FRIDAY HARBOR, Wash. -- A sick and starving orca known as J50 is dead, Ken Balcomb of the Center for Whale Research told Q13 News late Thursday afternoon.

"She's dead," Balcomb said from the center's office on San Juan Island. "If you're looking for a short answer, it's that she's deceased. She's gone."

There are now only 74 orcas left in the pods that live in the Puget Sound.

On Thursday, the National Oceanic and Atmospheric Administration (NOAA) announced 4-year-old J50 hadn't been seen alongside her mother - known as J16 - or the rest of her resident pod for several days.

The last time J50 was spotted was Friday evening, Balcomb said. Her pod, the J Pod, has been traveling in and around the San Juans for over a week and she hasn't been spotted.

"This is unheard of for a baby whale," Balcomb said. "Everyone has given up hope."

Balcomb and his group have been following the southern residents for more than 40 years, and often make the official determination on the orcas.



Her body has not been found. But Balcomb said seeing the J Pod, and her mother J-16, without J50 more than three times is sufficient enough evidence to say she is dead.

"It's a tragedy," Balcomb said. "This little whale is showing us that the population is really at risk, not just one whale."

Earlier this month, J50 was missing from her pod for several days, but turned up alongside her mother.



The juvenile female orca -- also known as Scarlet -- was part of the southern resident "baby boom" that occurred when 11 calves were born between 2014-2016. After her death, only four calves from the baby boom are still alive.

The summer of 2018 makes the third summer in a row no orca calves have been born.

"This is what extinction looks like," Balcomb said.

NOAA Fisheries and its partner Sealife Response, Rehab and Research on Monday released aerial photos of ailing the ailing orca to document a "dramatic decline in condition" between 2017 and 2018 and a "worrying continuation of this decline in the last month."

Aerial images of Southern Resident killer whale juvenile J50, taken on May 31st 2017 (left), August 1st 2018 (center) and September 3rd 2018 (right) for comparison. In the 2018 photos, she is in poor body condition revealing a very thin profile, and



Federal biologists said Wednesday they were preparing a plan to capture and treat the critically endangered orca if there was no other way to save her in the wild.

The brief life of J50 


Always undersized, J50 was known as playful and independent, said Michael Weiss of the Center for Whale Research.

"She's a little rambunctious," said Taylor Shedd of Soundwatch. "She's always been a super playful calf. There's been multiple accounts of her breaching dozens of times over and over again."
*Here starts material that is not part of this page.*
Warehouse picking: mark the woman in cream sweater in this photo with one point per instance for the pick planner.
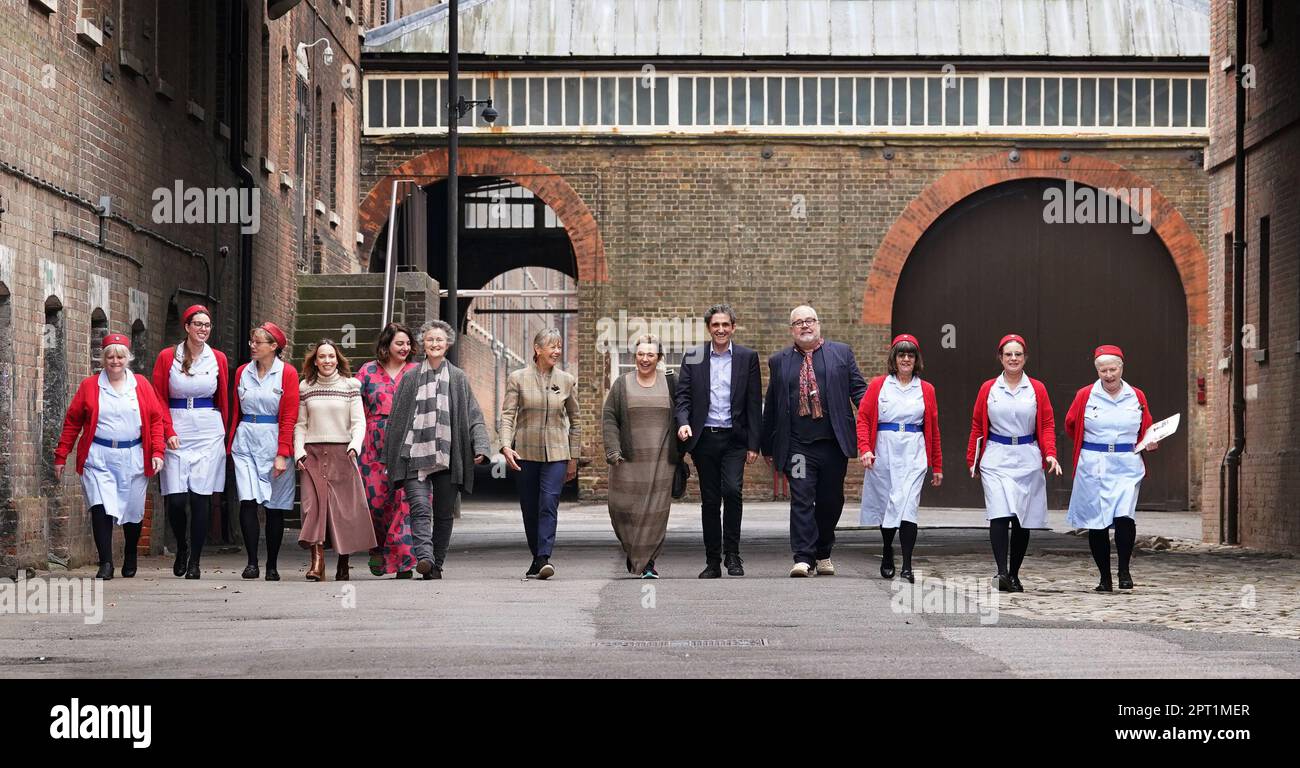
(326, 441)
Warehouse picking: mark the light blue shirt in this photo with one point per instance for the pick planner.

She's a whale that researcher Ken Balcomb said has been easy to identify since day one because of her significant scarring.

"The baby had tooth rakes all over its dorsal side and a fin and I surmise that the baby required some sort of assistance in birth," Balcomb said. "Another whale bit a hold of it and pulled it from the womb."

His assessment is widely accepted. Many believe she was a breech baby and her mom, J16, needed help from other whales to give birth.

"Scarlet has had one of the toughest lives in such a short amount of time," Weiss said.

Earlier this year, NOAA and other scientists devised plans to try to help the ailing orca. Whale researchers medicated her, and released live salmon into the waters in front of the free-swimming J Pod. The orca was given a dose of antibiotics from a dart, and her breathing and attitudes were closely monitored.

Losing J50 also means losing her reproductive potential, said Brad Hanson, a wildlife biologist with the NOAA said.

"That's what this is really all about. The future of the population," the NOAA biologist said.